Le site Internet Agriconomie permet aux agriculteurs d’acheter tout le nécessaire pour leur exploitation. Suite à la pénurie des matières premières dans le secteur agricole, nous avons interviewé Clément Le Fournis, cofondateur de l’entreprise.

Entreprendre : Quelle est la situation sur le marché des engrais/semences ?

Clément Le Fournis : L’augmentation des prix des fertilisants au niveau international est presque inédite et n’a rien à voir avec ce que nous avons pu connaître en 2008. En effet, bien plus de fondamentaux soutiennent le prix des fertilisants aujourd’hui, en voici quelques exemples.       

Le gaz, dont le prix a été multiplié par 7 depuis mars 2021 pour les industriels, correspond à 80 % dans la composition de la fabrication d’ammoniaque. L’ammoniaque est la principale matière première dans la fabrication d’engrais azotés. 

Au-delà du contexte haussier des coûts de production pour les usines d’engrais, le transport n’est pas épargné. Depuis le début de la crise du COVID le coût du fret maritime en vrac et en container a été multiplié par dix.         

De plus, de nombreux agriculteurs en France comme sur d’autres continents, qui bénéficient d’une augmentation du prix de vente de leur récolte, souhaitent déplafonner les rendements en fertilisant davantage leurs cultures.
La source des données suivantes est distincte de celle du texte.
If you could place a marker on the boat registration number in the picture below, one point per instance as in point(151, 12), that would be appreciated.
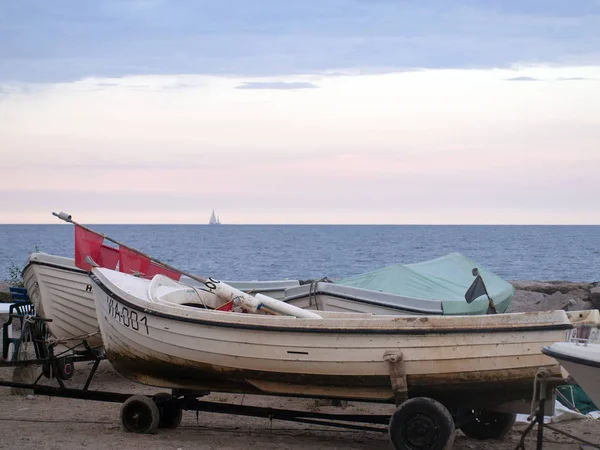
point(126, 317)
Cette tendance crée un déséquilibre entre l’offre et la demande encourageant aussi la flambée des prix. 

Enfin, certains pays comme la Chine appliquent des taxes à l’export sur les engrais pour inhiber les volumes exportés et ainsi les conserver sur le marché domestique.

D’où vient cette crise ? Est-ce la première fois que ce secteur est autant touché ? 
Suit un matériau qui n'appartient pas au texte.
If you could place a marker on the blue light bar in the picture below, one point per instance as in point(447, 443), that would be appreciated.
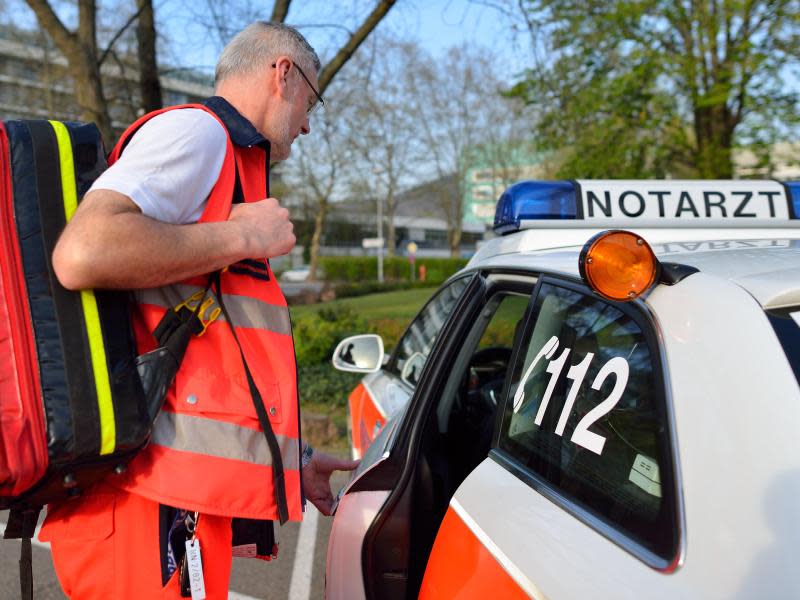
point(794, 194)
point(617, 203)
point(536, 200)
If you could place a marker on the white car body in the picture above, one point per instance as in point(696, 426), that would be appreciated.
point(727, 416)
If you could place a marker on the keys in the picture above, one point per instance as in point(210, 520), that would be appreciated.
point(192, 582)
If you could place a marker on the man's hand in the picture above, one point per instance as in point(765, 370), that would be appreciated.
point(317, 479)
point(265, 227)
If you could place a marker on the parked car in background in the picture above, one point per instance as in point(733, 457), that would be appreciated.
point(587, 412)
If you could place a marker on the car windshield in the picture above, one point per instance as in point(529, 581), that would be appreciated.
point(786, 323)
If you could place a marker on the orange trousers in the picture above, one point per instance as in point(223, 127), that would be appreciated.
point(105, 546)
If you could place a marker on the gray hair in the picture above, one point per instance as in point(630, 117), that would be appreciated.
point(259, 44)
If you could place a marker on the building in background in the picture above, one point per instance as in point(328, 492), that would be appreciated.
point(35, 82)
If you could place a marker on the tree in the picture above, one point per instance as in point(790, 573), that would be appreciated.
point(383, 125)
point(459, 106)
point(149, 84)
point(643, 88)
point(85, 58)
point(318, 174)
point(81, 51)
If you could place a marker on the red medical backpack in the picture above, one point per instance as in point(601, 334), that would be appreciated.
point(72, 407)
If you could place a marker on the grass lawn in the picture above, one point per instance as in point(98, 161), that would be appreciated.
point(399, 306)
point(323, 391)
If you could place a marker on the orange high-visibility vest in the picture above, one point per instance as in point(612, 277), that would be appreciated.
point(208, 452)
Clément Le Fournis : La principale cause de ces facteurs haussiers et l’élément déclencheur correspond à la reprise économique post-COVID. En effet, la « planche à billets » a permis d’éviter la chute de l’économie mais entraîne un redémarrage bien plus important que prévu. La forte reprise économique provoque une pénurie de matières premières, transport et produits dans tous les secteurs : agriculture, automobile, électronique, BTP…

Dans le milieu des fertilisants, ces augmentations de prix ont déjà eu lieu à moindre mesure en 2008. A cette période, l’augmentation des prix était simplement expliquée par une demande plus importante que l’offre produit. Aujourd’hui nous avons cette même problématique qui vient s’ajouter à l’augmentation du coût des matières premières, du fret, au retard des prises de commandes en cultures dû à la météo entre autres, et à la rétention de produits par certains pays. 

Quel est le risque pour le secteur agricole français ? 

Il est compliqué de savoir quand est-ce que le marché des fertilisants reviendra à la normale mais tout laisse à penser que ce dernier restera ferme au moins jusqu’à la fin du premier trimestre 2022. 

Ces hausses historiques impactent bien évident les coûts de production à l’hectare des agriculteurs car la proportion des charges en engrais azotés a été multipliée par trois comparé à l’année dernière. 

Fort heureusement, le prix des grains en céréales et oléagineux ont eux aussi augmenté depuis l’année dernière. Ceci permet aux agriculteurs de pouvoir dégager malgré tout une marge à l’hectare non négligeable. 

L’erreur à ne pas faire cette année est de vouloir réduire drastiquement les apports d’azote. Tout réside en un calcul de rentabilité en fonction des différentes charges fixes et variables de l’exploitation.